Engana-se quem pensa ser esse um problema apenas dos envolvidos. A maior vítima é a criança e a norma veio em seu socorro. Todavia, mesmo quem não se importa com a situação deve refletir sobre a consequência óbvia de qual sociedade, qual cidadão está se formando.

É ilusório acreditar que a pessoa criada no abandono e na violência não passará a vivenciar tais situações como normais.

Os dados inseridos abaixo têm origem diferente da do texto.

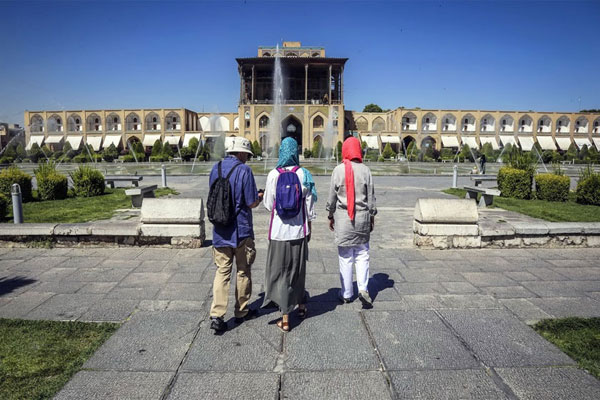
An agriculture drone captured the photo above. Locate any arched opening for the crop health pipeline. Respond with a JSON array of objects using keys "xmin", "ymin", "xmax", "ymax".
[{"xmin": 281, "ymin": 115, "xmax": 302, "ymax": 150}]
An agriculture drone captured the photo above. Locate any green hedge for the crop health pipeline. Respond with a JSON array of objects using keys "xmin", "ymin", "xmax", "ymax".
[
  {"xmin": 576, "ymin": 174, "xmax": 600, "ymax": 206},
  {"xmin": 497, "ymin": 167, "xmax": 533, "ymax": 199},
  {"xmin": 535, "ymin": 174, "xmax": 571, "ymax": 201},
  {"xmin": 0, "ymin": 193, "xmax": 8, "ymax": 221},
  {"xmin": 0, "ymin": 166, "xmax": 33, "ymax": 202},
  {"xmin": 71, "ymin": 166, "xmax": 106, "ymax": 197}
]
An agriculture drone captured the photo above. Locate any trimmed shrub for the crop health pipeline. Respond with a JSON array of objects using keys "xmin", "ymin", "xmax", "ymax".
[
  {"xmin": 0, "ymin": 193, "xmax": 8, "ymax": 221},
  {"xmin": 0, "ymin": 165, "xmax": 33, "ymax": 202},
  {"xmin": 71, "ymin": 166, "xmax": 105, "ymax": 197},
  {"xmin": 535, "ymin": 174, "xmax": 571, "ymax": 201},
  {"xmin": 497, "ymin": 167, "xmax": 532, "ymax": 199}
]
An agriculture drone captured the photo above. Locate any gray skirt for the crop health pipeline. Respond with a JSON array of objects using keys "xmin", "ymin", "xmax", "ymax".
[{"xmin": 262, "ymin": 238, "xmax": 308, "ymax": 314}]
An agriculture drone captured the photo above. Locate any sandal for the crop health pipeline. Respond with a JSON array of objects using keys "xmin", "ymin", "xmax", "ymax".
[
  {"xmin": 276, "ymin": 318, "xmax": 290, "ymax": 333},
  {"xmin": 298, "ymin": 306, "xmax": 308, "ymax": 319}
]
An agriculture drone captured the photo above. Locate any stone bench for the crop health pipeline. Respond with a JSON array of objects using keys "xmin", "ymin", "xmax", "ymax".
[
  {"xmin": 104, "ymin": 175, "xmax": 144, "ymax": 189},
  {"xmin": 125, "ymin": 185, "xmax": 158, "ymax": 208},
  {"xmin": 464, "ymin": 186, "xmax": 500, "ymax": 207}
]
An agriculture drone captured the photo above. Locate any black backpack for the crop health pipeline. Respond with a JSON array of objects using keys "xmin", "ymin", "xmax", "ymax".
[{"xmin": 206, "ymin": 161, "xmax": 241, "ymax": 226}]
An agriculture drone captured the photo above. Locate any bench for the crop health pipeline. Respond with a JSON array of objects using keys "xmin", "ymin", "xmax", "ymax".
[
  {"xmin": 464, "ymin": 186, "xmax": 500, "ymax": 207},
  {"xmin": 125, "ymin": 185, "xmax": 158, "ymax": 208},
  {"xmin": 471, "ymin": 175, "xmax": 496, "ymax": 186},
  {"xmin": 104, "ymin": 175, "xmax": 144, "ymax": 189}
]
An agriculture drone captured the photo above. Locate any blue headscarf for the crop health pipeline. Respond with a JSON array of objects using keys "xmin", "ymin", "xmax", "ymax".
[{"xmin": 277, "ymin": 136, "xmax": 317, "ymax": 203}]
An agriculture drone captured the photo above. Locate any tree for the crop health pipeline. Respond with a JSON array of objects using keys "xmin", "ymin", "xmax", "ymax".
[
  {"xmin": 150, "ymin": 139, "xmax": 168, "ymax": 156},
  {"xmin": 102, "ymin": 143, "xmax": 119, "ymax": 162},
  {"xmin": 363, "ymin": 103, "xmax": 383, "ymax": 112}
]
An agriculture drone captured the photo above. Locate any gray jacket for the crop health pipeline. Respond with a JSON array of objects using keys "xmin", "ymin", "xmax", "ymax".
[{"xmin": 325, "ymin": 162, "xmax": 377, "ymax": 247}]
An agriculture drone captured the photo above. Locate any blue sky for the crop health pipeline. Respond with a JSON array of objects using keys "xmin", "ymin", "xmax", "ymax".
[{"xmin": 0, "ymin": 0, "xmax": 600, "ymax": 123}]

Impende proteger a juventude, reduzir o encarceramento feminino em benefício das crianças e da própria sociedade, principalmente em sede cautelar, seja com a revogação das prisões preventivas ou com sua conversão em domiciliar.

 

Precedentes – domiciliar para gestantes e mães

São vários os julgamentos colegiados do Supremo Tribunal Federal concedendo prisão domiciliar para gestantes e mães, além de decisões monocráticas, definitivas e liminares. Cabe ler as ementas abaixo transcritas:

“Habeas corpus. 2. Tráfico de drogas. Paciente em estágio avançado de gravidez. Pedido de substituição da prisão preventiva por domiciliar. 3. Ausência de prévia manifestação das instâncias precedentes. Dupla supressão de instância. Superação. 4. Preenchimento dos requisitos do art. 318 do CPP. 5. Concessão da ordem, confirmando a liminar deferida.” (HC 133177, Relator(a):  Min. GILMAR MENDES, Segunda Turma, julgado em 17/05/2016, PROCESSO ELETRÔNICO DJe-159 DIVULG 29-07-2016 PUBLIC 01-08-2016)

“Habeas corpus. 2. Tráfico de drogas. Prisão preventiva. 3. Paciente lactante. Revogação da prisão cautelar e, subsidiariamente, concessão de prisão domiciliar. Possibilidade. 4. Garantia do princípio da proteção à maternidade e à infância e do melhor interesse do menor. 5. Súmula 691. Manifesto constrangimento ilegal. Superação. 6. Preenchimento dos requisitos do art. 318 do CPP. 7. Ordem concedida, de ofício, confirmando a liminar previamente deferida, para determinar a substituição da prisão preventiva por domiciliar.” (HC 134069, Relator(a):  Min. GILMAR MENDES, Segunda Turma, julgado em 21/06/2016, PROCESSO ELETRÔNICO DJe-159 DIVULG 29-07-2016 PUBLIC 01-08-2016)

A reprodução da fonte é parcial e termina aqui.